Category Archives: Science fiction

years bests

Dear readers,

I have this other journal, and I’ve not been good to it. It’s supposed to be the sexy wonderful site for all things year’s best, but I’ve never quite committed to it. It lives over at www.yearsbests.com. I’m going to tinker with it over the next few weeks: get the RSS feed working, make sure the site links are right, maybe play with the look. Mostly, though, I’m going to blog about reading for the years bests. I’ve not done much of that here, but I’m about to do quite a bit of it there (I think). I admit I have no self-discipline, so this might not happen, but it’s what I intended to do. Check it out if you think it might be of interest.

Missile Gap broached

One of the stories that’s missing from my Best Short Novels: 2007 is Charles Stross’s Missile Gap. It was originally published in Gardner Dozois’s One Million A.D., and then reprinted in a specialty press edition. In honor of Technopeasant Day and the Locus Awards nomination, you can now read it here. Go read it. It’s a story that I’m pretty confident saying would have been in every year’s best SF this year, if we could have just gotten permission, so this is a real bonus for everyone.

In the wild?

So, you read ‘Notes from Coode Street’, you live in the United States, you read science fiction, and you’re wondering just what you can do make the day special. Well, there’s one thing you could do. Let me know if you’ve see The Best Science Fiction and Fantasy of the Year: Volume 1 in the wild. I know it’s out there, I know it’s selling well (very well!), but I’ve not actually seen a copy, and I’d love to know how it’s doing out in the stores. So, if you’ve seen a copy, let me know in the comments to this post. No need for photos, though that’d be cool — just a note to let me know that this whole publishing a book thing actually happened.

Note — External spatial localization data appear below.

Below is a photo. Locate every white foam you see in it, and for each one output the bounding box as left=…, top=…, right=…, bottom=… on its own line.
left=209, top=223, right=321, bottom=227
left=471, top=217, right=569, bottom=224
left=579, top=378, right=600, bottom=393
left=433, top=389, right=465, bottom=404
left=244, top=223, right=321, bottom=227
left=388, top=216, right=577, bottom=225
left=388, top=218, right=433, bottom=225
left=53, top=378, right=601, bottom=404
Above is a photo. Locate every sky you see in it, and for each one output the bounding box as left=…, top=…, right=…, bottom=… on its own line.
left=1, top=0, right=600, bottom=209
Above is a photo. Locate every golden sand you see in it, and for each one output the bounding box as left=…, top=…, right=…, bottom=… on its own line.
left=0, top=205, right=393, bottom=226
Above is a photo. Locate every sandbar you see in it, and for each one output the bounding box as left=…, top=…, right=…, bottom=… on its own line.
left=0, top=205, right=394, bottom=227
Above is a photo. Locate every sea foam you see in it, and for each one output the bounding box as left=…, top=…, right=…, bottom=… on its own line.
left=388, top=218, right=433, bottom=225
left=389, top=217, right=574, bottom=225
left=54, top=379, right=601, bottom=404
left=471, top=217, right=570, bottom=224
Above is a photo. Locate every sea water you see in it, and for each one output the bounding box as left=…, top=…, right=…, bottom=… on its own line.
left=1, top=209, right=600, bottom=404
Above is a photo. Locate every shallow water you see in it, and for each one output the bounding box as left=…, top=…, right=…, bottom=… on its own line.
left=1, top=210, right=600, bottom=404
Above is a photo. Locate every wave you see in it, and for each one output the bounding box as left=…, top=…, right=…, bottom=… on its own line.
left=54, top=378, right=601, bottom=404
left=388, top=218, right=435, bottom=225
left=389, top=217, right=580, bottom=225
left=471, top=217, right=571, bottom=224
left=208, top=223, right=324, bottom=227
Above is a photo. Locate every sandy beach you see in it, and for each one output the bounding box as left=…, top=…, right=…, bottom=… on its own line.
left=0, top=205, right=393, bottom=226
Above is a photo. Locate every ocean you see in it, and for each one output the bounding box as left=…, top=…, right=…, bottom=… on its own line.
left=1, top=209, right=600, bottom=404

How to Talk to Girls at the Hugos

The nice folk, the web elf I suspect, at Neil Gaiman’s website have posted all sorts of stuff to do with his story “How to Talk to Girls at Parties.” You can read the story, or download a recording of Neil reading it. There are also links to the other Hugo nominees for Best Short Story. You should read them all.

I have a real soft spot for “How to Talk to Girls at Parties”. Neil kindly and generously wrote it for my book The Starry Rift. When it first appeared in my email inbox I was struck by all of the things that make a good Neil Gaiman story a good Neil Gaiman story: his writing voice, the smoothness and confidence of the telling, the deft skill of it all. I was also struck by how dark it was. However, time and circumstance meant that it didn’t end up in The Starry Rift. Instead, in sterling fashion, it filled the role of original story in his excellent collection Fragile Things (which came out last year), and was reprinted in my The Best Science Fiction and Fantasy of the Year: Volume 1. Neil kindly wrote a replacement story for The Starry Rift, “Orange”, which you’ll have to wait till next February to read, and “How to Talk to Girls at Parties” is on the Hugo ballot, which fills me with all kinds of pleasure. If I could vote for it, I would. And, who knows, maybe I’ll get to bring you another Neil story in some other book some time in the future. If I do, I know it’ll be a delight.